The Second Great Awakening was very democratic - anyone could be saved, personal study of the Bible was as good as or better than being taught by someone with formal training, regular people could be called by God to become preachers, and God expected everyone (not just a special few) to do His work on Earth. Traveling preachers were called 'Revivalists,' and they applied the secular ideals of the Revolution - hard work and personal virtue - in a religious way. One of the most influential revivalists of the Second Great Awakening was Charles Finney. He urged people to choose God, immediately turn away from their sin as soon as it's pointed out, and then work to make the world around them a little better. When they did this, they were, as the Bible said, 'born again' to do good works. Such concepts are still central to the evangelical denominations, and they resonated strongly with Americans in the post-Revolutionary era.

In the same way that they had wanted to do something about Enlightenment philosophy, Americans in the Second Great Awakening wanted to do something about their theology. It isn't enough to just 'be' good; you need to 'do' good. Don't just change your heart; change your world! Does this sound familiar to you? These values are still characteristic of a lot of religious groups and even non-religious activists in America today.

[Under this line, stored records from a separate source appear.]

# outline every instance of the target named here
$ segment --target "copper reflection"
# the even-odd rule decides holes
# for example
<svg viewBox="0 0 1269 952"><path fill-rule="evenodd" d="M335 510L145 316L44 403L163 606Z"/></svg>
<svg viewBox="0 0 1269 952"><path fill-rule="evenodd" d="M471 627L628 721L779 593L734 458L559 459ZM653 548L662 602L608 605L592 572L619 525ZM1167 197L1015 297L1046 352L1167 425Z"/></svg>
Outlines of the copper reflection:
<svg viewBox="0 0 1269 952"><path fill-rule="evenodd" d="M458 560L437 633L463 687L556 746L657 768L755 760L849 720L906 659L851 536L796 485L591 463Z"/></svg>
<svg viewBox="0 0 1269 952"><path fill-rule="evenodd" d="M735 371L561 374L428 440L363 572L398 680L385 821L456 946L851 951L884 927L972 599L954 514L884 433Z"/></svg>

Western New York was the site of fervent religious revival
Burned Over District Map

Some of these efforts were directly related to religion. Have you ever found a Bible in a hotel room? The International Bible Society started doing that in 1823. Have you ever been handed a tract with an explanation of Christianity? You can credit the Awakening for that practice, too. Revivalists also emphasized evangelism and missionary work to bring Christianity to any place that needed it. The movement was especially influential on the western frontier of New York, which was called the 'Burned-Over District' after the fire of religious revival burned so intently there. The Second Great Awakening was also important in Ohio, Kentucky, and Tennessee, where established churches were few and far between.